By Kaitlyn Roman
Kaitlyn Roman is a 2012-2013 corps member serving at the Trotter Elementary School in Dorchester.
While reflecting on my primary education, I struggle to remember a lesson on any African American activists other than Dr. Martin Luther King, Jr. As a champion of the Civil Rights Movement and advocate of peace, he certainly deserves the attention of our students and the extensive curriculum that surrounds his name. However, Dr. King was not the only influential black historical figure that should be celebrated in February—a month dedicated to celebrating our nation’s black history and leaders. There are a growing number of phenomenal biographical children’s books that are hitting the shelves just waiting for eager students, teachers and corps members to pick them up. If you’re looking for some additional books to accompany your favorite one on Dr. King, check out these highly recommended options.
When Marion Sang by Pam Muñoz Ryan
Illustrated by Brian Selznick
This simple and brilliantly illustrated book tells the story of Marian Anderson, an African-American singer whose voice was as strong as her personhood. This picture book gives readers insight into the obstacles a black woman faced during the pre-Civil Rights America. Ryan highlights Anderson’s career by recounting the concert on the steps of the Lincoln Memorial where 75,000 people of all races witnessed the power of her song.
Barack by Jonah Winter
Illustrated by A.G. Ford
The students at my school cannot get enough of President Obama. Although there are quite a few biographical picture books to choose from, Jonah Winter’s Barack is my favorite. He addresses ethnic identity from the start, asking readers, “Barack’s mother was Caucasian. His father was African. So what does that make Barack?” Readers are captivated by interactive text and visually stunning artwork of our 44th President in this must-read story.
Rosa by Nikki Giovanni
Illustrated by Bryan Collier
This story gives students an amazing perspective of Rosa Parks’ inner monologue, adding a new dimension to one of the most monumental catalysts of the Civil Rights. Poet Nikki Giovanni creates an amazing portrait of Rosa as a woman who, on that famous day was not just physically tired, but tired of the oppression she faced every day.
Henry’s Freedom Box by Ellen Levine
Illustrated by Kadir Nelson
Based on a true story, Levine tells the story of Henry “Box” Brown who escaped slavery in Virginia by mailing himself to abolitionists in Philadelphia. While Brown’s methods were unconventional, this account shows students just how far slaves were willing to go for their freedom.

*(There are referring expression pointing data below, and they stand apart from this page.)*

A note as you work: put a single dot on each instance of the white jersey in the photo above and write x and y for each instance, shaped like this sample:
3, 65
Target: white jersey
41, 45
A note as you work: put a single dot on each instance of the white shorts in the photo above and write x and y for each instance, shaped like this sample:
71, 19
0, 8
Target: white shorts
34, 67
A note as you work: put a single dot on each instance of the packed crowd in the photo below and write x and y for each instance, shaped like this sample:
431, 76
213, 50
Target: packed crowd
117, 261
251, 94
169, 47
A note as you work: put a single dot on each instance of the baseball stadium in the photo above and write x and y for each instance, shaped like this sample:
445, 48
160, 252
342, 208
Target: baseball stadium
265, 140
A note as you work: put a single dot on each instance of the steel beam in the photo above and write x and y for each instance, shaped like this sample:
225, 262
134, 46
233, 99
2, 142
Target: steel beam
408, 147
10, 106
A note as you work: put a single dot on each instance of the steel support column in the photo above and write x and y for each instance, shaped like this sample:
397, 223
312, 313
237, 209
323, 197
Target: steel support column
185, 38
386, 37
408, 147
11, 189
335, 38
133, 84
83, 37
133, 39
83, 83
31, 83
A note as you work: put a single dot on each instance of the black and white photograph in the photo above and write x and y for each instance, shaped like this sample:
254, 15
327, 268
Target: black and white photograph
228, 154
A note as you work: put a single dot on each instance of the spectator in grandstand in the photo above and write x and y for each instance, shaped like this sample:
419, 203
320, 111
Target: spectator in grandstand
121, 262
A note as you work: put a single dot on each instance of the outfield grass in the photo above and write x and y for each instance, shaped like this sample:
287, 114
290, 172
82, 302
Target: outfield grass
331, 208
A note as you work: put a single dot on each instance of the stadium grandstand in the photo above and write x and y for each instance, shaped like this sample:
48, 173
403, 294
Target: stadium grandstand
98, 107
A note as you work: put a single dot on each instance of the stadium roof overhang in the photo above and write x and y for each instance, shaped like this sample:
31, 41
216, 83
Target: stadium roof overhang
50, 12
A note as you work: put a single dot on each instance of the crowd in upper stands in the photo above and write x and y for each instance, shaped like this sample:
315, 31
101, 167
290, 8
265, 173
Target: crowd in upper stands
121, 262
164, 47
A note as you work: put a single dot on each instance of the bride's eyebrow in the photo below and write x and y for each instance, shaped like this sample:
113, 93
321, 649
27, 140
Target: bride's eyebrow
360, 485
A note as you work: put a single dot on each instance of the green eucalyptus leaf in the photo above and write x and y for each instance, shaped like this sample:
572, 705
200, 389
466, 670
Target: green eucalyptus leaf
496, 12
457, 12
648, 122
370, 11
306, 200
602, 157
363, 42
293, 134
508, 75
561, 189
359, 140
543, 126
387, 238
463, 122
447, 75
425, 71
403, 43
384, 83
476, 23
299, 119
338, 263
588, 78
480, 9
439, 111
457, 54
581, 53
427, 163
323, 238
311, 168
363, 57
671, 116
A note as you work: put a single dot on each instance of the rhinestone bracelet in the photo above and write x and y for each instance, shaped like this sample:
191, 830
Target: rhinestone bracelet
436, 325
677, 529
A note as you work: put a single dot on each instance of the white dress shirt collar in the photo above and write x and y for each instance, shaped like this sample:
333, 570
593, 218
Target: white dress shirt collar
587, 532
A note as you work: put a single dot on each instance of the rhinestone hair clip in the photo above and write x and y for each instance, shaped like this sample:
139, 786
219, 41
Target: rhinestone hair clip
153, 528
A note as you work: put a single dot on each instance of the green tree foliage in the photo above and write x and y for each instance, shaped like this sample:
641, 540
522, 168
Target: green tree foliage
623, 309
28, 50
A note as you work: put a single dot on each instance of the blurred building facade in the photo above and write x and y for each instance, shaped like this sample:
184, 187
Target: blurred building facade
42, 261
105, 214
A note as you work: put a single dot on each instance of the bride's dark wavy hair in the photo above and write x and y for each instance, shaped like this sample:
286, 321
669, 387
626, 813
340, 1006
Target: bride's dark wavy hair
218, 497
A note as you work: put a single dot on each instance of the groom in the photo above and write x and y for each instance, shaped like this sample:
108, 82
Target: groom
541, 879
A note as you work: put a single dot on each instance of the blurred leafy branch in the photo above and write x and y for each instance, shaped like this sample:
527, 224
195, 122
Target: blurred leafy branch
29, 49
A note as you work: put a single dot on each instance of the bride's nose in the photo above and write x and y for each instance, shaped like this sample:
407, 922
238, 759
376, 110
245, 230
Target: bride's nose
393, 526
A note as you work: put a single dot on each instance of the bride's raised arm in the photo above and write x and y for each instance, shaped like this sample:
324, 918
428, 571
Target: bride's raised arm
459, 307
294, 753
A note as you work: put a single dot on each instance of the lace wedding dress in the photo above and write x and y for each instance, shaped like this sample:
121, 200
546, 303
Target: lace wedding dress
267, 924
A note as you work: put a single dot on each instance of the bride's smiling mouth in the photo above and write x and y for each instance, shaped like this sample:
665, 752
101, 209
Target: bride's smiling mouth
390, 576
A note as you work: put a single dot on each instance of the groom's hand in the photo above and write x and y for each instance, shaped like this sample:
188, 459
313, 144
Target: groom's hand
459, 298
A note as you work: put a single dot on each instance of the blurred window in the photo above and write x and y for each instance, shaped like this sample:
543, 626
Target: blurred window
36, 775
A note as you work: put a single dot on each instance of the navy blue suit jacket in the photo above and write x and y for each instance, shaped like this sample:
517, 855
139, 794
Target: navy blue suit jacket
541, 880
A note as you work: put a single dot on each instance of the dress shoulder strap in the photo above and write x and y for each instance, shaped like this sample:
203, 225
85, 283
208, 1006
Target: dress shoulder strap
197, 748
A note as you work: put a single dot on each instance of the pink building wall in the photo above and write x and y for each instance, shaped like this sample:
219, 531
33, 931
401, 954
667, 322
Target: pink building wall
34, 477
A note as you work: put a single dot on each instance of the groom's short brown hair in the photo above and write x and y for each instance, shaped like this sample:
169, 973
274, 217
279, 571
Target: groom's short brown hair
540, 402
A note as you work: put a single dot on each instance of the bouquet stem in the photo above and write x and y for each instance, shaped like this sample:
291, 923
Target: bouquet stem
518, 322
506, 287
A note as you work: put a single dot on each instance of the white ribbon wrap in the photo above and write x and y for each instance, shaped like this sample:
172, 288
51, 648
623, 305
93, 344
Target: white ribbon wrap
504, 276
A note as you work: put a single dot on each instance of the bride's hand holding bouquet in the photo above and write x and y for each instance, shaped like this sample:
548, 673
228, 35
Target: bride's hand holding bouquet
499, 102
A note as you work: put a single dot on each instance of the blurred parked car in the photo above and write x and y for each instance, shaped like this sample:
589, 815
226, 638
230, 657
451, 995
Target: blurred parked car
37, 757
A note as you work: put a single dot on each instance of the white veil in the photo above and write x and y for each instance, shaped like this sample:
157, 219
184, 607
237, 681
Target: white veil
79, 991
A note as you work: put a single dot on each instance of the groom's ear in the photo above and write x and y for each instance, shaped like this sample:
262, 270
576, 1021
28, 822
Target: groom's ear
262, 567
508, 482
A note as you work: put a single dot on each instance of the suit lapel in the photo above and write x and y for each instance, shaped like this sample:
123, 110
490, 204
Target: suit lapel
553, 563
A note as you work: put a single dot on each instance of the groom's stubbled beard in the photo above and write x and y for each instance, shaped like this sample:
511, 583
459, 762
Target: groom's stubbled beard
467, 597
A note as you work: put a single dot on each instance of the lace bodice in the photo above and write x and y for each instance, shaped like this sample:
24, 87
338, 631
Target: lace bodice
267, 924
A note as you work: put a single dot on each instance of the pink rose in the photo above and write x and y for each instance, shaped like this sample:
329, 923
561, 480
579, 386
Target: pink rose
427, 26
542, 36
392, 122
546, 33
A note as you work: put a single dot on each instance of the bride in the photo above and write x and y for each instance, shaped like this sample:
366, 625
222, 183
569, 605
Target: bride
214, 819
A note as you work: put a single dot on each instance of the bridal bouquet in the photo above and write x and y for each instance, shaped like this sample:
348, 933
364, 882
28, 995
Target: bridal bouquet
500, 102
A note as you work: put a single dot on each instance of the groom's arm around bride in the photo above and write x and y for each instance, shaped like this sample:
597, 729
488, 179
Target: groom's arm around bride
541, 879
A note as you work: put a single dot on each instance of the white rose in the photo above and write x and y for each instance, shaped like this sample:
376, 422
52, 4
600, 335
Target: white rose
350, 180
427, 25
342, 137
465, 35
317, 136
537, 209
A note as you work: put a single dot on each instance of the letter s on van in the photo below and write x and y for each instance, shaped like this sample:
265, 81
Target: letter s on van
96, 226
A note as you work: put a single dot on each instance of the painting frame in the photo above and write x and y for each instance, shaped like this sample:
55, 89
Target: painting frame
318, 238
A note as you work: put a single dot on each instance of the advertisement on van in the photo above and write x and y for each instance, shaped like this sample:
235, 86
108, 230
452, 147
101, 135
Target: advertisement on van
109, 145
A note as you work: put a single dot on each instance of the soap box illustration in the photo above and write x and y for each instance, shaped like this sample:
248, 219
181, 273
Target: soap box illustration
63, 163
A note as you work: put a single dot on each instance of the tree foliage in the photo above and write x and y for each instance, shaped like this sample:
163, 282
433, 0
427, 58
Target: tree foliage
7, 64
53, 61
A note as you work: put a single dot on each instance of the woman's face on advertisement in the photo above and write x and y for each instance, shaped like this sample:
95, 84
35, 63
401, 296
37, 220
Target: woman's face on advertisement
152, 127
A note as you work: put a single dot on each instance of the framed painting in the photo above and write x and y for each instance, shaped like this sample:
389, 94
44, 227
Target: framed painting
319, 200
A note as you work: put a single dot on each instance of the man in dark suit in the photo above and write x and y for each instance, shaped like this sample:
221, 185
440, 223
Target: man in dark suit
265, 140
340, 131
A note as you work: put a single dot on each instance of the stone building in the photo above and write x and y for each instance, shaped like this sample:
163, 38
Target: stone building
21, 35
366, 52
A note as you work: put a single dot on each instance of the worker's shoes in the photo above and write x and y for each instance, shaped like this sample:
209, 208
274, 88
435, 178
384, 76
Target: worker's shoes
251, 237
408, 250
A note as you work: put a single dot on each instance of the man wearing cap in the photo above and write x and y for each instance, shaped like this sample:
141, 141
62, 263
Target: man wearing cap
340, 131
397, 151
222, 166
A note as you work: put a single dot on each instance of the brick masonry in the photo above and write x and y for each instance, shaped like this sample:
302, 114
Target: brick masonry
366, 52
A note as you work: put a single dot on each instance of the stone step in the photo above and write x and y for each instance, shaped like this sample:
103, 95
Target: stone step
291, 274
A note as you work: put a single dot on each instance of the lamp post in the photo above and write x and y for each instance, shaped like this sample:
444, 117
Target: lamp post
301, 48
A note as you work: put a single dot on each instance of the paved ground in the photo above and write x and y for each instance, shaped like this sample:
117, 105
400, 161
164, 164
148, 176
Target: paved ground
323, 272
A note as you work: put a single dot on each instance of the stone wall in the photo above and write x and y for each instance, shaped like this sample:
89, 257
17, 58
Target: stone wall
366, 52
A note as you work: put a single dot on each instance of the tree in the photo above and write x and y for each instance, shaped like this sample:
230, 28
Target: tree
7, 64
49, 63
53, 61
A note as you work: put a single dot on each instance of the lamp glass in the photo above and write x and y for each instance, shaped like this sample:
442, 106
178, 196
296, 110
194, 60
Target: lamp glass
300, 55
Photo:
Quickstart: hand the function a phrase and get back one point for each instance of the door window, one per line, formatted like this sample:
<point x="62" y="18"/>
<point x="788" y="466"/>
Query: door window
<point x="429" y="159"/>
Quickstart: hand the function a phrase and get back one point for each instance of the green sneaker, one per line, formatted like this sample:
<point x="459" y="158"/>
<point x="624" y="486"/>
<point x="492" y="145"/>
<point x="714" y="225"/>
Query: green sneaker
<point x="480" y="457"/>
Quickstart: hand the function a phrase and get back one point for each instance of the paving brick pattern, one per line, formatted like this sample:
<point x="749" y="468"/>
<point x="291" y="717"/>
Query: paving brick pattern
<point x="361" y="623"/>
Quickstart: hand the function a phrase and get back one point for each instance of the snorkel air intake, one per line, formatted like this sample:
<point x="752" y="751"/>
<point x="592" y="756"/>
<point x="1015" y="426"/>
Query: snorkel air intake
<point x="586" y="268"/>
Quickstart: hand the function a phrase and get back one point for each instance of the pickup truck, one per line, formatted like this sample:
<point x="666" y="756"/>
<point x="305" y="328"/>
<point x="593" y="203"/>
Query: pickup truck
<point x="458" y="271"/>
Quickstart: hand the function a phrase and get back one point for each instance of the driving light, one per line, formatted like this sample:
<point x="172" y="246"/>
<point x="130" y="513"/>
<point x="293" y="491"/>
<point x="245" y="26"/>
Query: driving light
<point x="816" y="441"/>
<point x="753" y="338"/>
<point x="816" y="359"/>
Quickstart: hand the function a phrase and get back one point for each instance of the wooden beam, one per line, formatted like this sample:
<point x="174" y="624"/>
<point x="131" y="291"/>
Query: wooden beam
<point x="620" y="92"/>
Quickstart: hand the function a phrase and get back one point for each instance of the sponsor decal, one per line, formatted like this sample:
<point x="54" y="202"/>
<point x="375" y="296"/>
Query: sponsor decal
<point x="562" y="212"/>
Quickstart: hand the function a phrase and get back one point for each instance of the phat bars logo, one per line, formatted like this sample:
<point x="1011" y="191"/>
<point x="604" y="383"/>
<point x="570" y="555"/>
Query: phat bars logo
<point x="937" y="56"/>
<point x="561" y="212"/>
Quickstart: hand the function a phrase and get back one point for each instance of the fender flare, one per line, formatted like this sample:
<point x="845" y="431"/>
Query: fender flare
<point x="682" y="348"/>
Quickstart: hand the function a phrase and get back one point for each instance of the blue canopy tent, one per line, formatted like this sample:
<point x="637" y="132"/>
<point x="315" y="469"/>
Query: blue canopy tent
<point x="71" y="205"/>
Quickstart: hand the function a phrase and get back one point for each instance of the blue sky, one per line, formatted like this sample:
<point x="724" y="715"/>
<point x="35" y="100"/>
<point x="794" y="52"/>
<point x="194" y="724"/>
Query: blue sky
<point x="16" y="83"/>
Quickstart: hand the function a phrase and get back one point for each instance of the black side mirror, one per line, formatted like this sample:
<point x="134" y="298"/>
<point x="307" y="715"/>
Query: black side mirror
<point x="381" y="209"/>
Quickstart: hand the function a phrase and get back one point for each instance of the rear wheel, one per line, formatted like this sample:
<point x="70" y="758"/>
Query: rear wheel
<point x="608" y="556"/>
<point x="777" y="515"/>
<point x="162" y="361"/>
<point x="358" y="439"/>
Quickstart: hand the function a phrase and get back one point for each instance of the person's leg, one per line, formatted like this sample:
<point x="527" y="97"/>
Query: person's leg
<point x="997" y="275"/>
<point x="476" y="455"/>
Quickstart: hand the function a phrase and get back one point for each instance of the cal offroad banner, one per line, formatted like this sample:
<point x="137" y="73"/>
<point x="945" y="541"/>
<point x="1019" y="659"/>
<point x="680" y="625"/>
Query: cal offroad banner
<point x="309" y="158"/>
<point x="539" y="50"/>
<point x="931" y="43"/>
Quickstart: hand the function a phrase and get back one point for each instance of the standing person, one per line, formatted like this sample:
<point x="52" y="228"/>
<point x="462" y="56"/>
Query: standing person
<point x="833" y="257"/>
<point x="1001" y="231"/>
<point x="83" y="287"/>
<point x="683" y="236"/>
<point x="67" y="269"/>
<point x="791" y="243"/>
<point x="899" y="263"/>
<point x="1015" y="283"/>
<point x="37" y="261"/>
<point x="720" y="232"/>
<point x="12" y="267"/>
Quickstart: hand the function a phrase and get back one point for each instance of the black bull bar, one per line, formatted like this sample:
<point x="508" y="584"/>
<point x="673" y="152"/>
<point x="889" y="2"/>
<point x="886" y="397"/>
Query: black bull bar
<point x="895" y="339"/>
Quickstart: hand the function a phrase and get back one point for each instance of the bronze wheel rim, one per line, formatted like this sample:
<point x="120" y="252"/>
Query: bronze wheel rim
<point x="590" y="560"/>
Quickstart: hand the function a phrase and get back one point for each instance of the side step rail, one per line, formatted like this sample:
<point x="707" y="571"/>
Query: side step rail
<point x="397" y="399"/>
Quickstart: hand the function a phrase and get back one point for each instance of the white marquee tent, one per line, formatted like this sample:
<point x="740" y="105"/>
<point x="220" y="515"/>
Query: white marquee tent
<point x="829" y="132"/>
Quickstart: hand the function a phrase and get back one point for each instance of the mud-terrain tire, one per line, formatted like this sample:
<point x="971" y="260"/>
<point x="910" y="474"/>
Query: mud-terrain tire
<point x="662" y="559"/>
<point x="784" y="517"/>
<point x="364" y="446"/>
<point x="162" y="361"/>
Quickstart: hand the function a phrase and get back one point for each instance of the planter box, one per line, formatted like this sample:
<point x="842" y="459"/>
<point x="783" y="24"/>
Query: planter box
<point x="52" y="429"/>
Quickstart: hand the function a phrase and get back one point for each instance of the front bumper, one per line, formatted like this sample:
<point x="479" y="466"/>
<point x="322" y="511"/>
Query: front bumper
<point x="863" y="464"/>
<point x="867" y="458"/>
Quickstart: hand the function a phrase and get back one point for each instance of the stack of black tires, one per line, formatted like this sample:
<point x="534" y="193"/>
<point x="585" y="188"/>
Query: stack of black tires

Only Passing Through: The Story of Sojourner Truth by Anne F. Rockwell
Illustrated by Christie, R. Gregory
Rockwell’s inspirational picture book biography of Sojourner Truth shows students how powerful words can be. Truth traveled the country speaking out against slavery and the morality of the life she formerly knew. She teaches us that if you are fortunate enough to overcome your own hardship, you have a responsibility to others to help them do the same.